Trois-Rivières — Nicolas Coulombe écope d’une peine d’emprisonnement de 90 jours après avoir reconnu sa culpabilité à une accusation de menace de mort ou de lésions corporelles contre des employés de l’hôpital de Trois-Rivières.

Le 23 février, Coulombe est amené à cet hôpital en soirée, car il a des idées suicidaires. Comme l’a raconté lundi Me Catherine Lemay, procureure de la poursuite, lors du passage de Coulombe au palais de justice de Trois-Rivières, ce dernier est devenu agressif lorsque le médecin lui a dit qu’il le gardait l’hôpital. Ce Trifluvien de 24 ans a frappé une fenêtre avec ses poings et a aussitôt été maîtrisé par contention dans une aile du département de psychiatrie. Il a dit à ce moment qu’il allait revenir à l’hôpital avec un AK-47, un fusil d’assaut.

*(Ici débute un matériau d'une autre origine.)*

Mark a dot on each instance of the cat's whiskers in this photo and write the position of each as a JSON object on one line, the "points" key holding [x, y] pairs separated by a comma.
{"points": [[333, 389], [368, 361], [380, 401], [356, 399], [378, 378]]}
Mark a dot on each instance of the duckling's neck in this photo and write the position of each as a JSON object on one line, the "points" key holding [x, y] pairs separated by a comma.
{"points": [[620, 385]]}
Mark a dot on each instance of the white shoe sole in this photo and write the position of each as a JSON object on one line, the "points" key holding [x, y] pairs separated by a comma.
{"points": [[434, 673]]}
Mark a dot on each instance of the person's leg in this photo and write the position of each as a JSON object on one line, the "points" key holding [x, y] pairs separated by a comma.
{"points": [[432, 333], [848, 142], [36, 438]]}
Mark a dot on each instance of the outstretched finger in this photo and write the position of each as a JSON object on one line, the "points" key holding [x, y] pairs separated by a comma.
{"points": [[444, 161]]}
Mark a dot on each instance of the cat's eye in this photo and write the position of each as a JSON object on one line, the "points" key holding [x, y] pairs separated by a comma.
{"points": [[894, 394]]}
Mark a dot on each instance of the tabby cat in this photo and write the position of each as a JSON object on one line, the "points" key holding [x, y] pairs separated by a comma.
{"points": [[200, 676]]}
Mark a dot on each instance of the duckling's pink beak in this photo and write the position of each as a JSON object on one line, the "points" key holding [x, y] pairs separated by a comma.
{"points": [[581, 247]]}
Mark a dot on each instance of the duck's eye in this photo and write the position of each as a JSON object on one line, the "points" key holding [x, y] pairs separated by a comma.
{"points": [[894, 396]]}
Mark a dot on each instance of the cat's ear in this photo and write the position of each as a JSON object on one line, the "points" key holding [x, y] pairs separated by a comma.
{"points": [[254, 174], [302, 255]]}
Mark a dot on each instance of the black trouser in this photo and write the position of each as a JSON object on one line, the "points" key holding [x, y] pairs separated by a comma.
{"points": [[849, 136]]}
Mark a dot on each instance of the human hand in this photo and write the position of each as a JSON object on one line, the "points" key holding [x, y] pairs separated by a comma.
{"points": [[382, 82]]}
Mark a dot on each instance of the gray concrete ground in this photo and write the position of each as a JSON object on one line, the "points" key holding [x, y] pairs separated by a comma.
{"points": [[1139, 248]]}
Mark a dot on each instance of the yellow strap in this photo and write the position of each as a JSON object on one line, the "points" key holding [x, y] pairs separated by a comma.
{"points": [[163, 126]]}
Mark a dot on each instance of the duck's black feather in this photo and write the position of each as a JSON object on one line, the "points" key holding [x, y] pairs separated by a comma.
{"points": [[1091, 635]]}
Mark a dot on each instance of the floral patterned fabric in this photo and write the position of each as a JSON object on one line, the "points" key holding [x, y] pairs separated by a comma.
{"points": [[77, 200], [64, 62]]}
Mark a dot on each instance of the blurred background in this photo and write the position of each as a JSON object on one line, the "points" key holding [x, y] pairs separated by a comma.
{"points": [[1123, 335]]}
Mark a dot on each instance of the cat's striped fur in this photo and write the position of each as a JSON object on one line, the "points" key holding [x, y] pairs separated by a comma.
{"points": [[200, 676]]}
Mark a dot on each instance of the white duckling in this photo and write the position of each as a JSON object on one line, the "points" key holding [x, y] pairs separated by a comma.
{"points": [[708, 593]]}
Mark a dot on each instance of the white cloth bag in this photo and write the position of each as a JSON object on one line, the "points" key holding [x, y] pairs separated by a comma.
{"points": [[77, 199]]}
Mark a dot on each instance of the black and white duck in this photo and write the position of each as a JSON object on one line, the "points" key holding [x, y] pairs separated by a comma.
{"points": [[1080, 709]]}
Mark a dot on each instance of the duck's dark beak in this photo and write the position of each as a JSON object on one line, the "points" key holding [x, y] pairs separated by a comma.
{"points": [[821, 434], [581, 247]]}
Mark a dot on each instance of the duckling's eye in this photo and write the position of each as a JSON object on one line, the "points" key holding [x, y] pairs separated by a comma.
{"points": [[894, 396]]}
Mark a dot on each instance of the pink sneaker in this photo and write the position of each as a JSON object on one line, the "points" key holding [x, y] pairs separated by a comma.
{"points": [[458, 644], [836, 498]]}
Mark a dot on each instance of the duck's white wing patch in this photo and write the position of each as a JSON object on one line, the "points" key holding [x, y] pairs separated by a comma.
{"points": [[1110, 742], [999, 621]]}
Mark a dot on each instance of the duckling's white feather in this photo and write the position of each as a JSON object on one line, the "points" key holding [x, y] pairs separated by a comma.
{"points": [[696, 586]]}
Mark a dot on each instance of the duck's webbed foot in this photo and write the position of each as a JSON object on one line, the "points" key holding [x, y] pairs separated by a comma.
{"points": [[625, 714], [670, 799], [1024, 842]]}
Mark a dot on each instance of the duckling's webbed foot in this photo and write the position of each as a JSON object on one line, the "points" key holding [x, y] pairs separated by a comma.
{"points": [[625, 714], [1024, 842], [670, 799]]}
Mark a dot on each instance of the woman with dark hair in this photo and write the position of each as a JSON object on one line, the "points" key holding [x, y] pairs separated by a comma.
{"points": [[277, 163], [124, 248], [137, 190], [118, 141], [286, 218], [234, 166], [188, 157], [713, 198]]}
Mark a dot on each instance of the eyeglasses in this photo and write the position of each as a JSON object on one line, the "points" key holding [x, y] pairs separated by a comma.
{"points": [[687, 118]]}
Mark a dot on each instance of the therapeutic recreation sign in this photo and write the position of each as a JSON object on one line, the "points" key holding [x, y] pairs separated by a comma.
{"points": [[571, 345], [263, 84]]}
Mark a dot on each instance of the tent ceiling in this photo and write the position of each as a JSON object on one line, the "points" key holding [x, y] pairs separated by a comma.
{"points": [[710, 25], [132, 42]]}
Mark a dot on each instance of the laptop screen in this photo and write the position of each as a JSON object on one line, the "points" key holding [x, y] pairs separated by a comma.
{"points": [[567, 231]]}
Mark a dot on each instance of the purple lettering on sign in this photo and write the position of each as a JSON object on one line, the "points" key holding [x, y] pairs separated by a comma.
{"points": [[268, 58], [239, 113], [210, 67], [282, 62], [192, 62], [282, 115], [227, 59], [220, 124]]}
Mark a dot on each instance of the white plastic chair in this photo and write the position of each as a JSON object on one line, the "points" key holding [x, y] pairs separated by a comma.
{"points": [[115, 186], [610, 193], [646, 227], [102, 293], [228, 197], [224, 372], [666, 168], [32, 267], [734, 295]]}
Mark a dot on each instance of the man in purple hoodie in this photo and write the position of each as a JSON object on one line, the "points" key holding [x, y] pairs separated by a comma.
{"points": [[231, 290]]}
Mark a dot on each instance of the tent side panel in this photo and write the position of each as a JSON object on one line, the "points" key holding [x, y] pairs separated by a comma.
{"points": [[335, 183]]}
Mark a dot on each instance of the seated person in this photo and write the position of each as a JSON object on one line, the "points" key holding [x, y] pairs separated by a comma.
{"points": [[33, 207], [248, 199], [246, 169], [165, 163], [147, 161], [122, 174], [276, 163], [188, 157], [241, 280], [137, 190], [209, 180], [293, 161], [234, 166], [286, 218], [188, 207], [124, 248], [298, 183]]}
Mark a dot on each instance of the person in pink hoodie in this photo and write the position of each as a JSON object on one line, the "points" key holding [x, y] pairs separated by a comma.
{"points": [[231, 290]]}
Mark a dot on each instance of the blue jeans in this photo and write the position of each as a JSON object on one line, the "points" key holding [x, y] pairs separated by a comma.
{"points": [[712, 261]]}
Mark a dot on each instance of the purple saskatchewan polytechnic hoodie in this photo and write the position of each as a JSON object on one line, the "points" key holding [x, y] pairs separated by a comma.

Son procureur, Me Louis R. Lupien, a expliqué au juge Bruno Langelier que Coulombe vivait des moments difficiles dernièrement avec le décès de sa grand-mère. Il avait consommé des médicaments. De plus, Me Lupien a souligné que la menace n’était pas préméditée et que son client ne possède pas d’arme. L’avocat a ajouté que Coulombe regrette ses paroles.

De son côté, Me Lemay a indiqué à la cour que Coulombe a déjà reçu une peine de quatre mois d’emprisonnement pour avoir proféré des menaces à l’endroit d’agents des services correctionnels.

La sentence de 90 jours à purger de façon discontinue était une suggestion des deux procureurs. Le juge Langelier a entériné ce verdict qui comprend une probation de deux ans et un suivi probatoire d’un an. Coulombe devra se soumettre à une évaluation pour un problème de toxicomanie.

En soustrayant les jours de détention préventive, la peine nette à purger est de 84 jours.